2. **Trade-off with n':** For a fixed `n=4`, increasing `n'` from 1 to 4 (comparing black vs. green lines) results in a slight but consistent decrease in performance.
3. **Convergence at High k:** All three configurations converge to a similar pass rate (approximately 10-11%) when `k` reaches 1000, suggesting diminishing returns or a performance ceiling for this metric at very high sample counts.
4. **Log-Log Linearity:** The near-linear appearance on the log-log plot indicates that the pass rate improves as a power function of `k`.
### Interpretation
This chart likely evaluates the efficiency of a generative model or a code synthesis system where `pass@k` measures the probability that at least one of `k` generated samples is correct. The parameters `n` and `n'` could represent aspects like model size, number of refinement steps, or ensemble size.

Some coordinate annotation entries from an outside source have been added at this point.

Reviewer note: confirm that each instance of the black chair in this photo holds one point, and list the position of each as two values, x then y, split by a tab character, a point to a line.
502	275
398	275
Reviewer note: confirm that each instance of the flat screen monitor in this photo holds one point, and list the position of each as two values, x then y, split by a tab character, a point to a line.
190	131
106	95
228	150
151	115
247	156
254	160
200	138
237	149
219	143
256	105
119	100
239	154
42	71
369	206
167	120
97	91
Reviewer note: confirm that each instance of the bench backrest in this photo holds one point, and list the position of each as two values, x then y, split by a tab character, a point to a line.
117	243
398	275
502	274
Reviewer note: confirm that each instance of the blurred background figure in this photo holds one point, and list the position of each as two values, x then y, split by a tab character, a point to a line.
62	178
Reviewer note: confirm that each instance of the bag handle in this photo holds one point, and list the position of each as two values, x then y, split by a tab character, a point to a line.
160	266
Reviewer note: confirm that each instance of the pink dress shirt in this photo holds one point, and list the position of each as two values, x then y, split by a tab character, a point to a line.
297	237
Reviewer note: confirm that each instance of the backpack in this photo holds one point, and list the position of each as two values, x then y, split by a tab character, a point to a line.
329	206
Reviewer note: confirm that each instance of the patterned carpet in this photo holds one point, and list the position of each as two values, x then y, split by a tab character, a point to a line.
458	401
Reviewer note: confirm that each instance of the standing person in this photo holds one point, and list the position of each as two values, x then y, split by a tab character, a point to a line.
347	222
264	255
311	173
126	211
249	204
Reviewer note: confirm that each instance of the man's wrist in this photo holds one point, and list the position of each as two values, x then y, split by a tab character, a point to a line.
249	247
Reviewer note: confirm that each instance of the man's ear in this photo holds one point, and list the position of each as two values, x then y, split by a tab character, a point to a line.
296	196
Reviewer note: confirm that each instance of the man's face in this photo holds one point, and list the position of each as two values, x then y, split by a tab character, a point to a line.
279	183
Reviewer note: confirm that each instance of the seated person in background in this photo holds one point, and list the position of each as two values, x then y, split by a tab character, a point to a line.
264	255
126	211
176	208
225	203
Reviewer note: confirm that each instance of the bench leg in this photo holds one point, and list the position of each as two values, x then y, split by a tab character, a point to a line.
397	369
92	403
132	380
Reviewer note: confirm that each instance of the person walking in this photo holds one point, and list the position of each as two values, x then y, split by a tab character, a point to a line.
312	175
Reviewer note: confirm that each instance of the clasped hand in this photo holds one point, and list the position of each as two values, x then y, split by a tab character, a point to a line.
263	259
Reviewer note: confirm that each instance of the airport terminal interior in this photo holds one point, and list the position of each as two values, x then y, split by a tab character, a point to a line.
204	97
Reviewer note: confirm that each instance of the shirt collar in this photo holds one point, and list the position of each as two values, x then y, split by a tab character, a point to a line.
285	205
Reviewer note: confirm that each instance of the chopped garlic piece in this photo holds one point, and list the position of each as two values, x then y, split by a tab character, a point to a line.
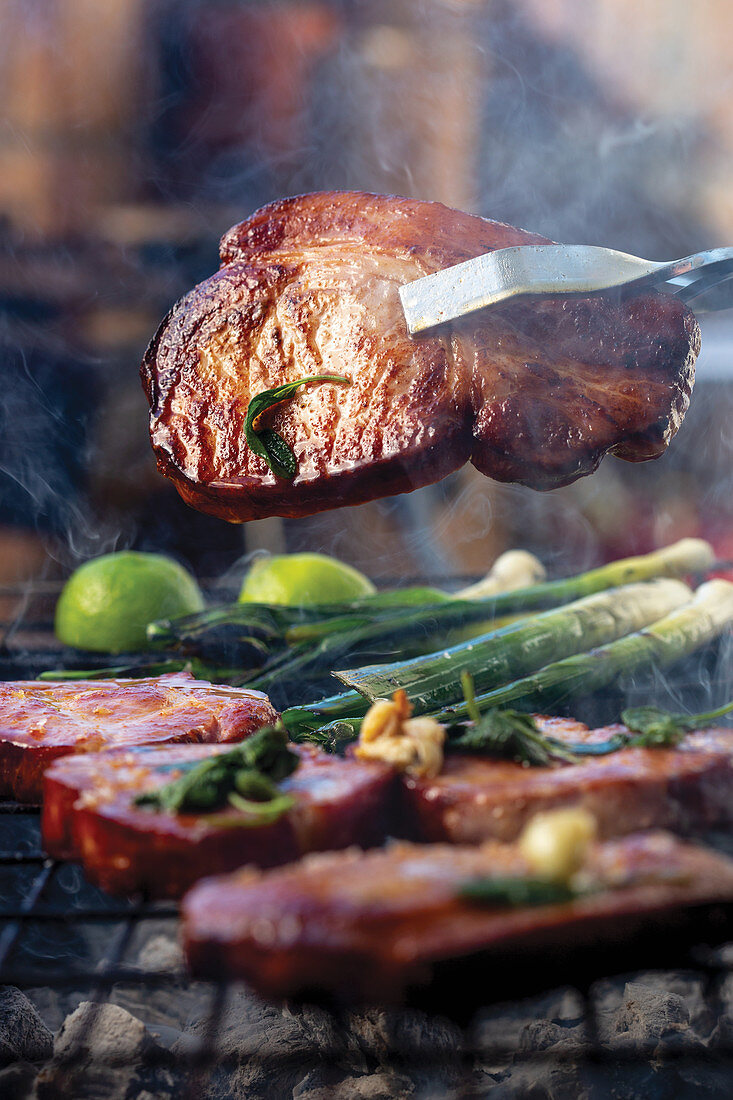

The data demonstrates a clear **Peircean investigative insight**: there is a positive but non-linear relationship between computational budget (`k`) and success rate. More importantly, it reveals a **parameter hierarchy**: the configuration `n=4, n'=1` is optimal within the tested set. The fact that `n=4, n'=4` underperforms `n=4, n'=1` suggests a potential **over-constraint or interference effect** when both parameters are increased, which is a critical anomaly for system tuning. The convergence at high `k` implies that for applications where extensive sampling is feasible, the choice of `n` and `n'` becomes less critical, but for low-latency or resource-constrained settings (low `k`), selecting `n=4, n'=1` is crucial for maximizing performance.